Korean American congregation in Illinois uses grant to explore the complexity of racism

Posted Mar 30, 2022

The congregation of One in Christ Episcopal Church in Prospect Heights, Illinois. Courtesy photo

[Diocese of Chicago] Late last year, One in Christ Episcopal Church in Prospect Heights, Illinois, was awarded a Becoming Beloved Community-AAPI Grant of $9,450 by the Executive Council of The Episcopal Church. The funds, says the Rev. Indon Paul Joo, the church’s vicar, will help the congregation of Korean immigrants “address its own racial reckoning.”

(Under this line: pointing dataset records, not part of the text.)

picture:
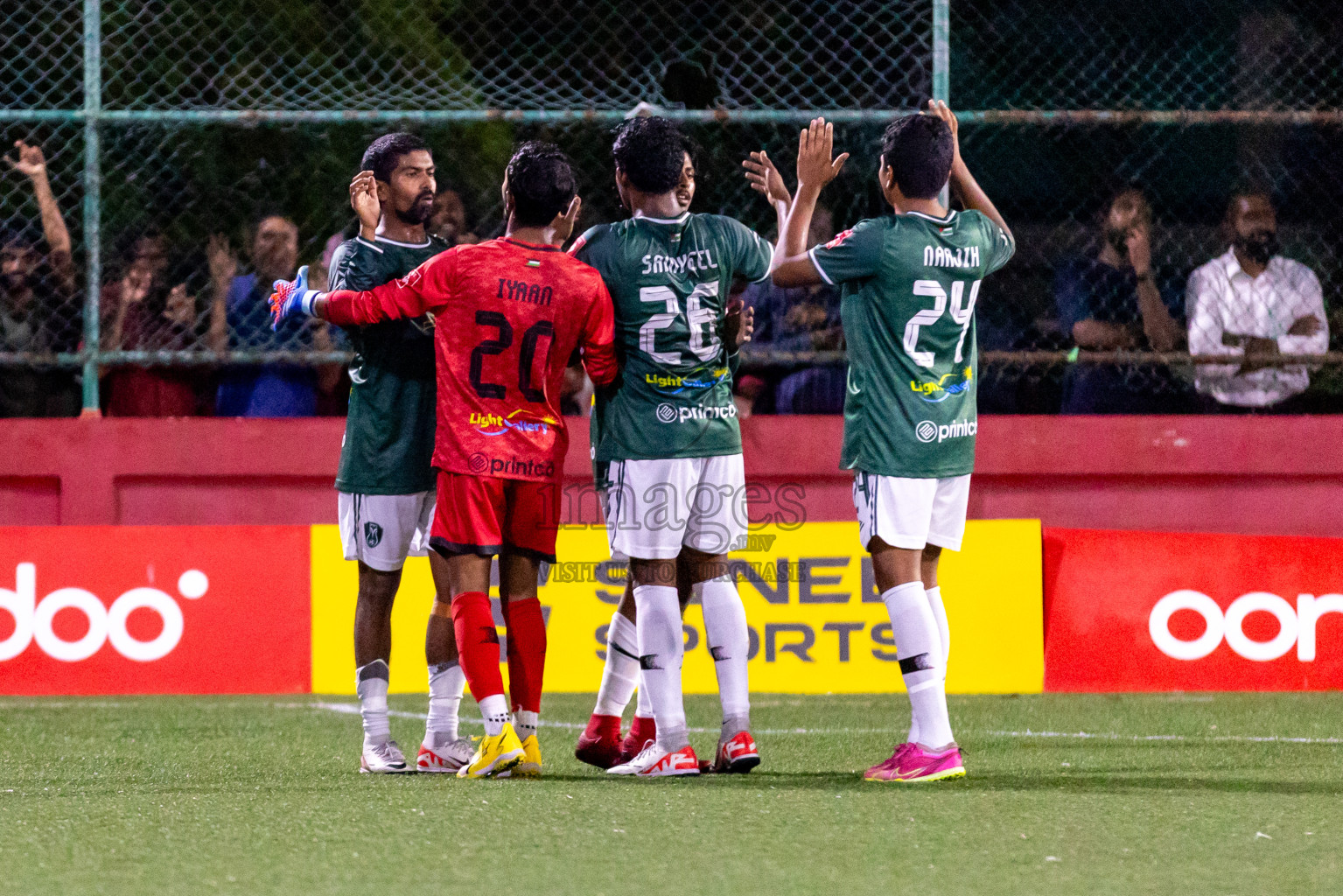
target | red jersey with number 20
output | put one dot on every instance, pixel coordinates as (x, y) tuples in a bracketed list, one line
[(507, 320)]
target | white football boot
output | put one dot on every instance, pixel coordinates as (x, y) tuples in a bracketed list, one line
[(444, 758), (383, 760), (658, 762)]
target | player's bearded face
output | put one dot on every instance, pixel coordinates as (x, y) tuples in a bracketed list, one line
[(419, 208)]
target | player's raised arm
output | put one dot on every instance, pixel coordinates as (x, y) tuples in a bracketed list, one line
[(766, 180), (598, 339), (817, 167), (424, 289), (971, 193)]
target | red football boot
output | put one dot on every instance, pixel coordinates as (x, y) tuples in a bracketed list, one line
[(642, 730), (738, 754), (599, 745)]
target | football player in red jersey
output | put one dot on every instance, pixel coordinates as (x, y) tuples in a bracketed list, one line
[(507, 313)]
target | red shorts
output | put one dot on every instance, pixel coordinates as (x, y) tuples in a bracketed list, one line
[(484, 514)]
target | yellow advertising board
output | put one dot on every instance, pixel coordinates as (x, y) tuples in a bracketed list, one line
[(817, 622)]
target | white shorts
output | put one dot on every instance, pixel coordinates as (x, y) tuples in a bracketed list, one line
[(654, 508), (383, 529), (909, 514)]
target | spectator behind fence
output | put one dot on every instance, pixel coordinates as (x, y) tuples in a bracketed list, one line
[(241, 321), (801, 318), (39, 308), (1253, 304), (1115, 301), (447, 220), (144, 311)]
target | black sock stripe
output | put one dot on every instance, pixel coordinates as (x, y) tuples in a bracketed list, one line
[(622, 650), (916, 662)]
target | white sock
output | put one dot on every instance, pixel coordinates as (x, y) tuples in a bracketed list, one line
[(620, 675), (494, 710), (725, 630), (525, 723), (371, 687), (661, 650), (919, 650), (644, 704), (446, 682), (939, 614)]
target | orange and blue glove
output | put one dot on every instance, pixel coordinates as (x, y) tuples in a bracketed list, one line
[(290, 298)]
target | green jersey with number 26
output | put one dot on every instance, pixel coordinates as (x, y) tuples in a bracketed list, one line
[(669, 280), (909, 288)]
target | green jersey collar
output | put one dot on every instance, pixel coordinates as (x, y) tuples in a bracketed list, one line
[(936, 220), (684, 218)]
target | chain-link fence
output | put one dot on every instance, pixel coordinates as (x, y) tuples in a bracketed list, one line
[(173, 130)]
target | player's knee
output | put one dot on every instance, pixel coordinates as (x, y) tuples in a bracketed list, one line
[(378, 589)]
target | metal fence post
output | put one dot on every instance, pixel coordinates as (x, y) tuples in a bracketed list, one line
[(941, 60), (93, 202)]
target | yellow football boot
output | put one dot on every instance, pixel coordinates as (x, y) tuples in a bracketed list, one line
[(531, 765), (493, 755)]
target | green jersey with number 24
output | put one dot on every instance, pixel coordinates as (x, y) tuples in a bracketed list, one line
[(669, 280), (909, 288)]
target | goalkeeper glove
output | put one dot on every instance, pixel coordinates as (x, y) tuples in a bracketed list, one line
[(291, 298)]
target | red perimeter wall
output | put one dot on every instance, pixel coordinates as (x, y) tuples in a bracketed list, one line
[(1270, 476)]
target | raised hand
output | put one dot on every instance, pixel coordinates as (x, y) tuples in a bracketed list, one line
[(1139, 250), (363, 199), (941, 110), (563, 225), (180, 308), (30, 161), (222, 260), (765, 178), (817, 164), (290, 298)]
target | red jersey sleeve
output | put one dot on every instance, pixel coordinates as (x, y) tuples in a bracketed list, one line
[(598, 339), (427, 288)]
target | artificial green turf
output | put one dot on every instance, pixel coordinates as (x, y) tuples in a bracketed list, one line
[(260, 795)]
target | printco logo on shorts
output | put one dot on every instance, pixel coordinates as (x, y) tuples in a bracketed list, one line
[(928, 431), (1293, 626), (32, 621), (672, 414)]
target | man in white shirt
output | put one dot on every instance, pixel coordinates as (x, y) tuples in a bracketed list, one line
[(1253, 305)]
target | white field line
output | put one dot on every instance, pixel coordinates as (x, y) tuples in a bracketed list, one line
[(352, 708), (1087, 735)]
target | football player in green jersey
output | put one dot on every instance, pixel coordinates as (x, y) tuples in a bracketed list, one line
[(600, 743), (909, 281), (386, 486), (669, 436)]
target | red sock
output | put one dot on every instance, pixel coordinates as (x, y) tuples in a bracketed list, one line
[(525, 652), (477, 644)]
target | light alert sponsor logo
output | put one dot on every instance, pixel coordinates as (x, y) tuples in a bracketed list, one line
[(1295, 626), (668, 413), (928, 431), (34, 620)]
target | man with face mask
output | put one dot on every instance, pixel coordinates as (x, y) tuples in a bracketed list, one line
[(1115, 301), (241, 321), (1253, 305)]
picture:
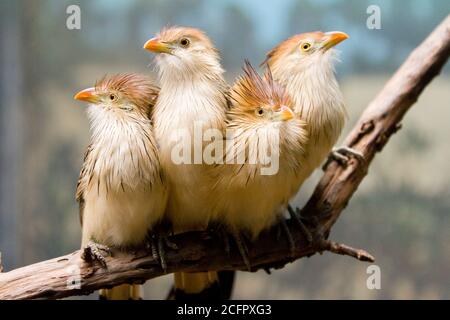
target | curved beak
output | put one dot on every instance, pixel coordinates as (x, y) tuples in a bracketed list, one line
[(283, 114), (157, 46), (87, 95), (333, 38)]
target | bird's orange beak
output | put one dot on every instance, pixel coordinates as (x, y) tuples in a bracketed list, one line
[(283, 114), (87, 95), (157, 46), (333, 38)]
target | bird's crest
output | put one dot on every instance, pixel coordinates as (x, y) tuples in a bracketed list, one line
[(251, 90), (288, 46), (174, 33)]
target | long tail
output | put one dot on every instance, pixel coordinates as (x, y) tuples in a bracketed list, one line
[(122, 292), (204, 286)]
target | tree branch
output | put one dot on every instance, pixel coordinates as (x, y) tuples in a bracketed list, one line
[(58, 278)]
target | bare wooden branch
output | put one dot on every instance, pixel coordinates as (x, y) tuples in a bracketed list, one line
[(200, 251)]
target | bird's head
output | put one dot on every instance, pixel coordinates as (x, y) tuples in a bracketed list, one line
[(303, 50), (122, 94), (259, 100), (184, 50)]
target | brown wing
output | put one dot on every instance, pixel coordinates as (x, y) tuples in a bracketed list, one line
[(82, 183)]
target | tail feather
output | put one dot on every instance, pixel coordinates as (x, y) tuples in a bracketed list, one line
[(122, 292)]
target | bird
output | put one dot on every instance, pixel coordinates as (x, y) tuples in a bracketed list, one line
[(192, 100), (121, 191), (304, 65), (260, 122)]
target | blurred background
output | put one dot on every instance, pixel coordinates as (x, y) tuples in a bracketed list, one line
[(401, 212)]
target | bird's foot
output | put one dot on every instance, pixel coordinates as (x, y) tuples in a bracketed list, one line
[(284, 229), (158, 242), (296, 215), (93, 252), (342, 155), (242, 247)]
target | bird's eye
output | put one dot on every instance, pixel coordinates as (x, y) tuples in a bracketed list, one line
[(305, 46), (185, 42)]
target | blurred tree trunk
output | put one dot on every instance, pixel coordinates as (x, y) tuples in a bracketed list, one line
[(11, 111)]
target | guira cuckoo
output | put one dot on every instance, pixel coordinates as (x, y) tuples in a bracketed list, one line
[(262, 123), (193, 94), (122, 192)]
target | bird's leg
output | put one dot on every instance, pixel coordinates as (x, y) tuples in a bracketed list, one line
[(92, 252), (242, 247), (297, 217), (342, 155), (283, 228)]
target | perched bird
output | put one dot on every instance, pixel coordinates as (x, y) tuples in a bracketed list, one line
[(253, 197), (121, 190), (304, 65), (192, 100)]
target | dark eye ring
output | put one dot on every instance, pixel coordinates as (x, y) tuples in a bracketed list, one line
[(306, 46), (185, 42)]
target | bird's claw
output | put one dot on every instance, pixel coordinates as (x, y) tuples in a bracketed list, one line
[(283, 228), (297, 217), (342, 155), (93, 252), (158, 244)]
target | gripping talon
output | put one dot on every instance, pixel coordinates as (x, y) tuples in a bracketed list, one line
[(296, 215), (342, 155), (92, 252), (243, 250), (285, 228), (162, 254)]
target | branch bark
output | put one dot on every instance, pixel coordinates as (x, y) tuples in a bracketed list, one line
[(69, 275)]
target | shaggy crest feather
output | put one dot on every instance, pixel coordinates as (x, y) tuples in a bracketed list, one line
[(136, 88), (251, 90)]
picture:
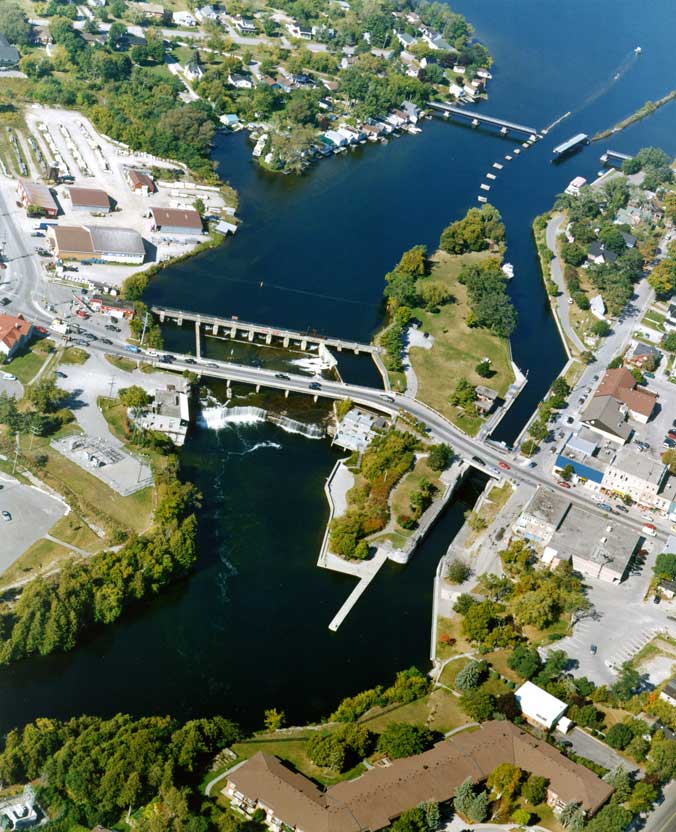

Using grant funds, One in Christ will partner with three organizations in the Chicago Korean Sanctuary Church Network, a network of Korean churches, civic groups, and lawyers in the Chicago area, to “promote learning and understanding around racial and gender justice, reconciliation and healing within One In Christ and beyond.” The grant will also help support a network campaign that provides financial assistance to undocumented immigrants who are single parents.

One in Christ is home to many first-generation immigrants, most of whom are small business owners, who have lived in the United States for 30 or 40 years, says Joo. “They are working very hard for the American dream. They have individualistic thoughts — you work hard, you get the American dream,” he says. Until recently, “when they think about Black Lives Matter, they think, ‘That’s Black Lives Matter, not us,’” he said.

Joo traces the divide between the Korean community and the Black community to protests that followed the beating of Rodney King by Los Angeles police officers in 1992. More than 50 people died, and rioters and looters did more than $1 billion in damage, about half to Korean-owned small businesses, according to CNN. Protests on the South Side of Chicago after the murder of George Floyd by a Minneapolis police officer in 2020 also damaged Korean-owned businesses, including one owned by a One in Christ member.

“Then, last year, the Atlanta spa shootings happened, and that was a wakeup call,” Joo says, referring to the March 2021 murder of eight people, including four Korean women, by a white man at several small businesses in Georgia. “Wow — racism is not just about Black people,” Joo recalls church members saying.

In the grant proposal, Joo wrote that he and many One in Christ members “have admired and learned from the Black Lives Matter movement. At the same time, many Korean business owners are processing their own trauma after experiencing vandalism during lootings that followed peaceful protests. The rise of anti-Asian violence across the nation also rocked our community, placing fear and anxiety in many.

“The grant makes it possible to advocate for antiracism and to educate about civic engagement in order to create Beloved Community and a more just society,” he said.

Ji Hye Kim, a member of One in Christ for four years and executive director of KAN-WIN, a nonprofit organization that works to end gender-based violence in the Asian American community and beyond, believes that the grant provides an ideal opportunity to start a dialogue in the Korean American community about anti-Asian violence.

“It’s always been an issue, but now the media is portraying it more,” she says. “Community members are scared, and often there is a lack of proper framework to understand it as a systemic issue. When people are scared, often their first response is, ‘How am I going to protect myself and my family?’ I hope there will be a variety of ways to understand how we can address this issue collectively rather than individually.”

Joo hopes to share the results of the grant project with the Diocese of Chicago once the education, healing and reconciliation programs are complete. In the meantime, he hopes that his fellow Episcopalians will pray for the people of One in Christ and recognize the benefits that immigrants bring to their communities.

“Koreans and other immigrants are not benefit-takers,” he says. “Trump says that immigrants take away jobs, but all of the data says that immigrants create jobs and create a much more diverse culture. We are co-creators of America.”

As an example, he cites a program he has led during the pandemic to prepare church members and other Korean immigrants, including himself and his brother, to earn commercial driver’s licenses and fill the critical need for school bus drivers in Chicago.

“We are a working collaboration with other social service agencies to spread the Gospel,” he says. “We are small, but we are the window of The Episcopal Church to the Korean community.”